Mostly, it turned out okay because Mae is a nice person, and moreover, she was feeling the same way. Had felt, even. Her Sunday night was tired and melancholy too.

This is why dating sucks. Because you meet someone you like, and you go out with them. And that’s nice, so you do it again. And they’re a really good kisser. So you do it again. And then it turns out that they embody all those things you said you wanted. So you keep on doing it.

And then one day your heart folds in folds in folds in on itself, into a pinprick black hole and you’re hurting numb all over. And you just can’t do it again and it just totally fucking sucks.

The Appendix of the Heart

Posted on Thu, 05/15/2008 - 18:54


You know what is a very nice thing?

I will tell you.

A very nice thing is to have emailed the person with whom you are currently involved in intermittent, but very fun, pants removal, and to have told them that your visit with your family was stressful and it was very difficult to leave your grandmother not knowing if you would see her again, and then to open up your door and find a bouquet of lilacs on the step.

I think these will be a very lovely addition to the Marathon Date.

Smokin Hot Mae and I have had one of the oddest starts to dating I think I've had. I asked her out for a coffee, which turned into a beer, which turned into two, which turned into a tipsy walk home through the snow. So I asked her on a date date. The soonest we could schedule it was two weeks after. It was a smashing good time, so we decided we'd like another. In 10 days. It ended in a torn skirt and was very much fun. We decided we should do that again, though perhaps leaving out the ripped seams. We only went 7 days, that time.

This weekend, we're going to make up for it. Our next date, 10 days after our last date, goes from 6:30 pm on Saturday to sometime in the evening on Sunday.

We're making up for lost time, seems like.

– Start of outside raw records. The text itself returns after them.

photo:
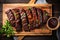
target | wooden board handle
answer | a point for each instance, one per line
(32, 2)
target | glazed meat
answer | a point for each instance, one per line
(40, 16)
(24, 20)
(35, 15)
(27, 19)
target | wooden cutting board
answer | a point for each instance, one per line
(42, 31)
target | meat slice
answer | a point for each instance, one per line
(30, 19)
(40, 16)
(11, 17)
(24, 20)
(34, 12)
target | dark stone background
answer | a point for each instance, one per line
(56, 11)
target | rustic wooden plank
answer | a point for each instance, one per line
(41, 31)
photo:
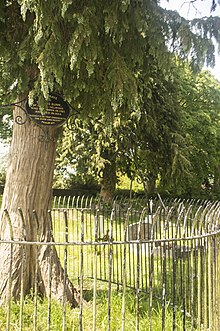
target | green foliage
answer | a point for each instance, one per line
(72, 316)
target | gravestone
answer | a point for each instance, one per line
(140, 231)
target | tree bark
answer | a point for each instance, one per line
(29, 187)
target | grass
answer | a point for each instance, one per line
(82, 228)
(102, 318)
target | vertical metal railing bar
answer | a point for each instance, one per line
(214, 263)
(22, 269)
(36, 272)
(210, 283)
(124, 271)
(8, 321)
(164, 267)
(68, 202)
(175, 261)
(81, 276)
(110, 267)
(137, 282)
(49, 271)
(94, 310)
(192, 271)
(65, 270)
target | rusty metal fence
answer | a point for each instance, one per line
(138, 265)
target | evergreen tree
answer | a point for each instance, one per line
(93, 53)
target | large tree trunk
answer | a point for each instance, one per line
(29, 187)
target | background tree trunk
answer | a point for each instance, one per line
(108, 181)
(29, 187)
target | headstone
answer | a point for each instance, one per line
(139, 231)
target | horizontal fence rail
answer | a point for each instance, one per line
(136, 265)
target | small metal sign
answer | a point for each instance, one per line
(56, 114)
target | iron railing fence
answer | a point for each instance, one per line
(138, 266)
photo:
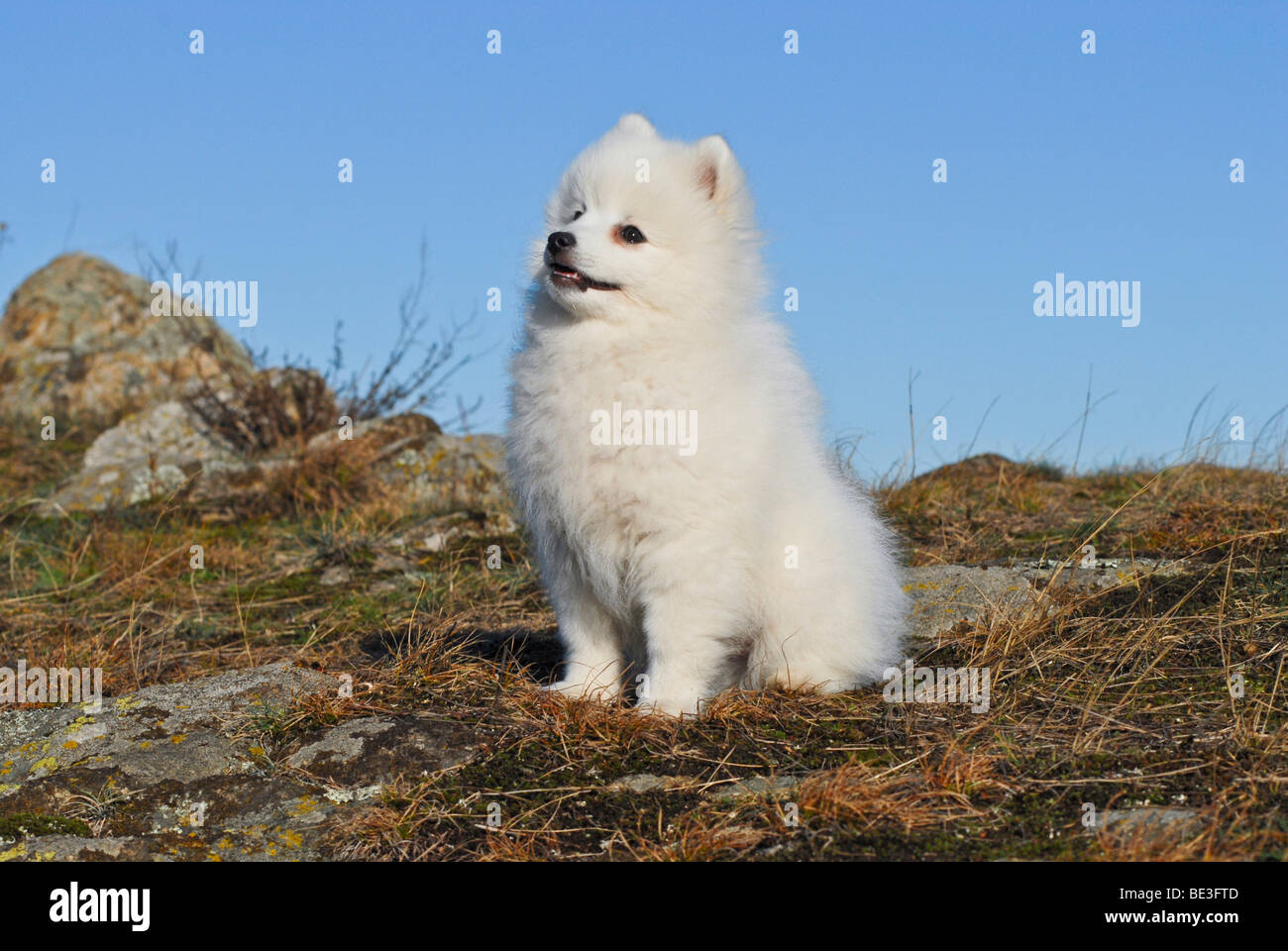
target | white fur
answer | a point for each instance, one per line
(670, 565)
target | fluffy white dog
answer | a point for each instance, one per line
(664, 444)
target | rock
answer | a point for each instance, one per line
(1104, 574)
(146, 457)
(156, 453)
(647, 783)
(1147, 821)
(943, 595)
(430, 468)
(184, 771)
(78, 339)
(755, 787)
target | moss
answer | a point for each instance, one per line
(24, 823)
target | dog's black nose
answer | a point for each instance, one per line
(561, 241)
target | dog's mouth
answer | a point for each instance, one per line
(565, 276)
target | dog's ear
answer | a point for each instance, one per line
(635, 123)
(719, 174)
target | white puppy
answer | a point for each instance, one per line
(664, 445)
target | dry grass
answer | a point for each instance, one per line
(1117, 699)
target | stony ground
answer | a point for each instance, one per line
(360, 681)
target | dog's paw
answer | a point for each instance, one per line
(669, 706)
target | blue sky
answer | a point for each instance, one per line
(1106, 166)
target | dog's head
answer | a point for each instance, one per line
(643, 222)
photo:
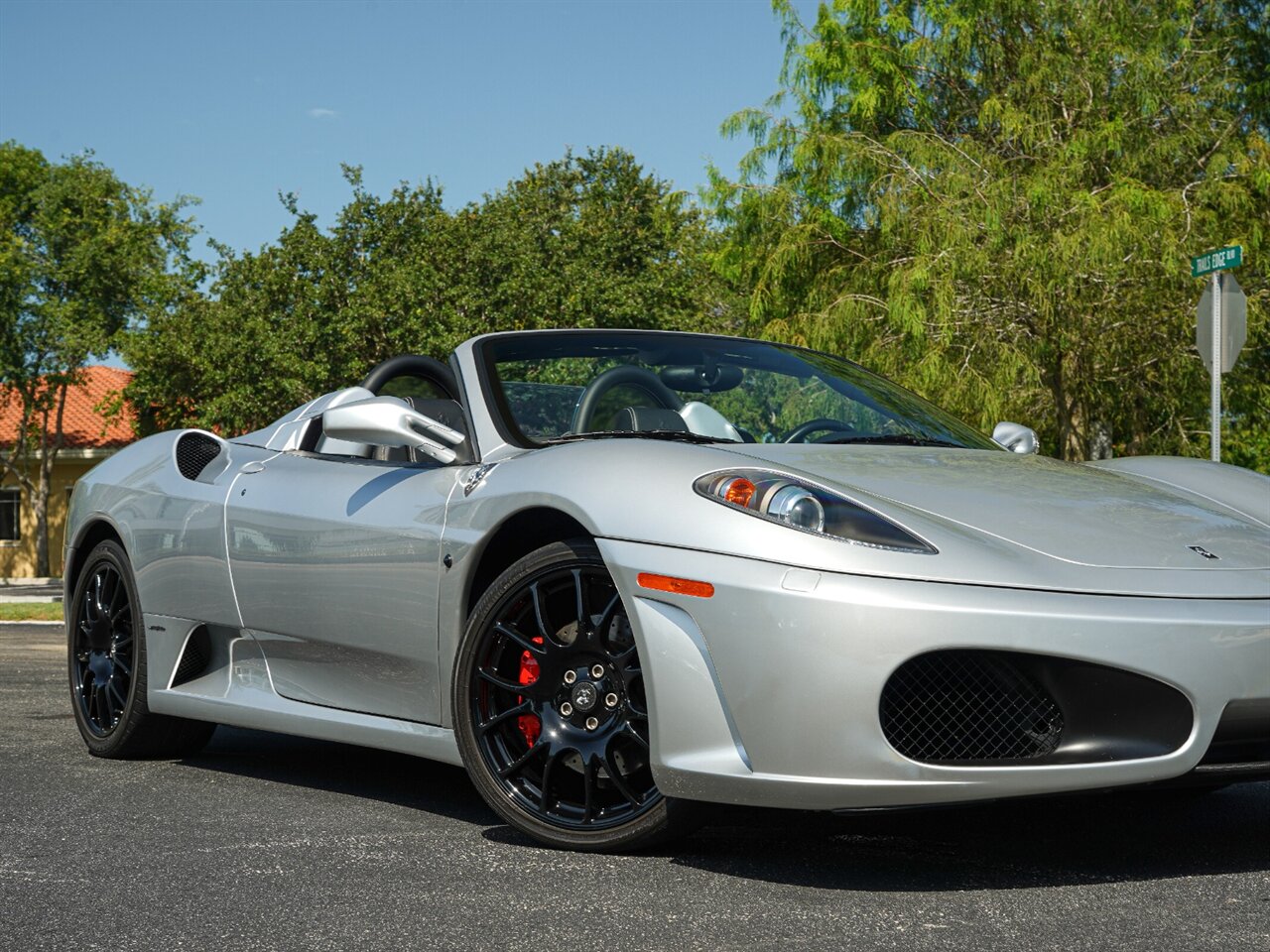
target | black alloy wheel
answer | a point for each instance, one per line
(102, 649)
(550, 706)
(107, 658)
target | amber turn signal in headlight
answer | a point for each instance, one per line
(810, 508)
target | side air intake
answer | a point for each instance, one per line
(195, 656)
(194, 451)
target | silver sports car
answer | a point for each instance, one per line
(617, 575)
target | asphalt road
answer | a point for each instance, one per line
(275, 843)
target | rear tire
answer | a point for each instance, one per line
(107, 665)
(550, 712)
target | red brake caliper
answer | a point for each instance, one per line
(529, 724)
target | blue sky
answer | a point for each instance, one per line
(234, 102)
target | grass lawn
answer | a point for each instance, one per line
(31, 611)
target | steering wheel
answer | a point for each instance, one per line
(624, 376)
(799, 434)
(413, 366)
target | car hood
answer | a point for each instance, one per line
(1067, 512)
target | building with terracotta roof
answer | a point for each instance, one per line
(87, 438)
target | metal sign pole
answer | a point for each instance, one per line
(1215, 367)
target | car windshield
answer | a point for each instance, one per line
(594, 385)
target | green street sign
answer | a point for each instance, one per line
(1216, 261)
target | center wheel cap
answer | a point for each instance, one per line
(584, 696)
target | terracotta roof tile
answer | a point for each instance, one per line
(82, 426)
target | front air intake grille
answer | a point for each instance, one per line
(957, 706)
(194, 451)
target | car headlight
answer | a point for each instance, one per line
(808, 508)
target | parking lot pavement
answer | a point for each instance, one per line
(264, 842)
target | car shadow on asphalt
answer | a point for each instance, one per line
(1023, 843)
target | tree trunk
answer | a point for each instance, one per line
(40, 503)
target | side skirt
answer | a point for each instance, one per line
(236, 689)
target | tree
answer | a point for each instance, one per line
(581, 241)
(994, 203)
(81, 254)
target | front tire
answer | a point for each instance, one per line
(107, 660)
(550, 710)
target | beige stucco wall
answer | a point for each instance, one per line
(18, 558)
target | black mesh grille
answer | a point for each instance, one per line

I can't quite say how I feel about these gaps. I find them frustrating, for sure. That's a lot of time in between the kisses of someone whose kisses you quite thoroughly enjoy. And email, I do love email, to which anyone who has any kind of a relationship with me can attest, but, well, it's just not as easy to get to know someone that way as it is in person.

But I am enjoying that I want to see her again, and that the longer the gap, the more frustrated I become. It'll simmer down for a while, but I'll get an email, or see a picture and think, fuck, how many days?

It's all I can handle, as well. I can feel my heart struggling to come back alive, a thick ka-chunk as a bout of adrenaline shoots through its twisted veins and arteries and it lands hard in the bottom of my ribcage. The slow stretch and snap of a romantic feeling winding through.

That sounds dour and hopeless, but I don't mean it that way. I find it encouraging. I'm surprised I even have these jolts of actual feeling for someone else.

Whatever organ let me believe in Fate and True Love and The One is dead, starved of oxygen at a key point, perhaps. Maybe it'll grow back. Maybe it won't.

I'm not sure that's a bad thing. Because if what I get out of it is a day of backgammon and the newspaper in bed with a hot girl who is solid and thoughtful, funny, smart, creative, community-minded, warm through her core and a fucking great kisser, the kind of girl who will leave lilacs on my doorstep and offer me tea and hugs at just the right time, then I think that organ may have been vestigial.